Based on the cybersecurity firm, the risk actor exploited the CVE-2025-40551 vulnerability, which CISA flagged final week as being utilized in assaults, and CVE-2025-26399.
Each safety issues acquired a essential severity score and can be utilized to attain distant code execution on the host machine with out authentication.
It’s price noting that Microsoft safety researchers additionally “noticed a multi‑stage intrusion the place risk actors exploited web‑uncovered SolarWinds Internet Assist Desk (WHD) cases,” however they didn’t verify exploitation of the 2 vulnerabilities.
Assault chain and power deployment
After gaining preliminary entry, the attacker put in the Zoho ManageEngine Help agent by way of an MSI file fetched from the Catbox file-hosting platform. They configured the instrument for unattended entry and registered the compromised host to a Zoho Help account tied to an nameless Proton Mail deal with.
The instrument is used for direct hands-on keyboard exercise and Energetic Listing (AD) reconnaissance.
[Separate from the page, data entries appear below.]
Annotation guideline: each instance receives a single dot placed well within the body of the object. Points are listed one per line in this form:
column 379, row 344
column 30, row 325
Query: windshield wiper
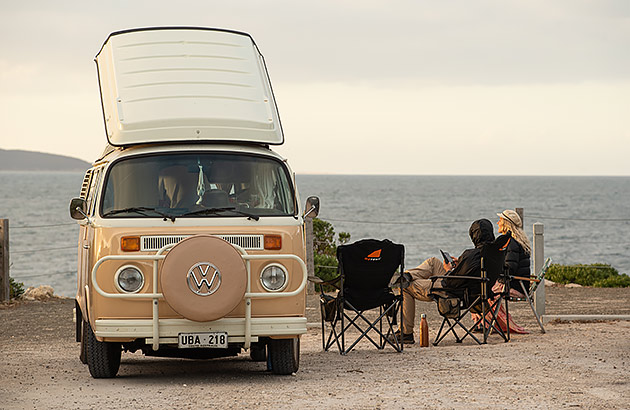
column 140, row 210
column 220, row 210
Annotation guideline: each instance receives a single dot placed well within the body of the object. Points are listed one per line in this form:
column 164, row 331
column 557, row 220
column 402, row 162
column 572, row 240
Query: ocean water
column 586, row 219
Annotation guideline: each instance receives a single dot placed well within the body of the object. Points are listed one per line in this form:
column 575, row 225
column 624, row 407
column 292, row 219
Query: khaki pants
column 419, row 289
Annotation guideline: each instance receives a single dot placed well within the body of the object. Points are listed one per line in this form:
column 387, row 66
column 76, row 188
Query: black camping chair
column 528, row 286
column 471, row 294
column 365, row 271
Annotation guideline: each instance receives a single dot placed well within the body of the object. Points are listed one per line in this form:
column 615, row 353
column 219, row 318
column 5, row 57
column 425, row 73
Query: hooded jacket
column 469, row 264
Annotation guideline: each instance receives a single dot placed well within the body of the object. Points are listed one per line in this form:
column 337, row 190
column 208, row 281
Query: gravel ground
column 572, row 365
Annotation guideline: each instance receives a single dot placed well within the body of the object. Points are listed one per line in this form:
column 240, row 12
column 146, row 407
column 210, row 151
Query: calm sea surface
column 586, row 219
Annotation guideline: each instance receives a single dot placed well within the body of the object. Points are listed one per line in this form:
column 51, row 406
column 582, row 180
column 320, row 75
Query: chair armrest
column 524, row 278
column 434, row 278
column 321, row 282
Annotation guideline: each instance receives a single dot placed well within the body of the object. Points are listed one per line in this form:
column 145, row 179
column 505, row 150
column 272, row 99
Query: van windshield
column 178, row 185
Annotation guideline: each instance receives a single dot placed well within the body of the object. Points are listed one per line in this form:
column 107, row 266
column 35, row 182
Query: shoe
column 407, row 339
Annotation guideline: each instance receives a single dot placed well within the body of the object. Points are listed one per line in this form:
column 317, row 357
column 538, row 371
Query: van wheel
column 284, row 355
column 103, row 357
column 84, row 338
column 258, row 352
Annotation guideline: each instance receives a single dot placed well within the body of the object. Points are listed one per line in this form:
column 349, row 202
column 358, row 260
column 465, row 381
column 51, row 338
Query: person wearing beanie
column 468, row 264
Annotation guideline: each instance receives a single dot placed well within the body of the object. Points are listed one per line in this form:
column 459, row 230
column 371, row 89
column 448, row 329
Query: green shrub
column 16, row 288
column 597, row 275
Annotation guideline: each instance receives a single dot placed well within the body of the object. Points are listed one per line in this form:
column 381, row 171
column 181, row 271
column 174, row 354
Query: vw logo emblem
column 203, row 278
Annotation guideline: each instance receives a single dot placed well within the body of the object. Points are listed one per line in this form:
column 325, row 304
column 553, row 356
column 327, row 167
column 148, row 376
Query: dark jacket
column 469, row 264
column 517, row 262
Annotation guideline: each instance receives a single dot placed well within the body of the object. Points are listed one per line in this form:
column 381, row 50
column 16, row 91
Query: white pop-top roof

It was additionally used to deploy Velociraptor, fetched as an MSI file from a Supabase bucket.
Velociraptor is a authentic digital forensics and incident response (DFIR) instrument that Cisco Talos just lately warned was being abused in ransomware assaults.
Within the assaults noticed by Huntress, the DFIR platform is used as a command-and-control (C2) framework that communicates with attackers by way of Cloudflare Employees.
The researchers be aware that the attacker used an outdated model of the Velociraptor, 0.73.4, which is weak to a privilege escalation flaw that enables growing permissions on the host.
The risk actor additionally put in Cloudflared from Cloudflare’s official GitHub repository, utilizing it as a secondary tunnel-based entry channel for C2 redundancy.
In some instances, persistence was additionally achieved by way of a scheduled activity (TPMProfiler) that opens an SSH backdoor by way of QEMU.
The attackers additionally disabled Home windows Defender and Firewall by way of registry modifications to guarantee that fetching extra payloads wouldn’t be blocked.
“Roughly a second after disabling Defender, the risk actor downloaded a contemporary copy of the VS Code binary,” the researchers say.
Supply: Huntress
Safety updates and mitigation
System directors are really useful to improve SolarWinds Internet Assist Desk to model 2026.1 or later, take away public web entry to SolarWinds WHD admin interfaces, and reset all credentials related to the product.
Huntress additionally shared Sigma guidelines and indicators of compromise to assist detect Zoho Help, Velociraptor, Cloudflared, and VS Code tunnel exercise, silent MSI installations, and encoded PowerShell execution.
Neither Microsoft nor Huntress attributed the noticed assaults to any particular risk teams, and nothing in regards to the targets was disclosed past Microsoft characterizing the breached environments as “high-value property.”
Trendy IT infrastructure strikes quicker than guide workflows can deal with.
On this new Tines information, learn the way your staff can scale back hidden guide delays, enhance reliability via automated response, and construct and scale clever workflows on high of instruments you already use.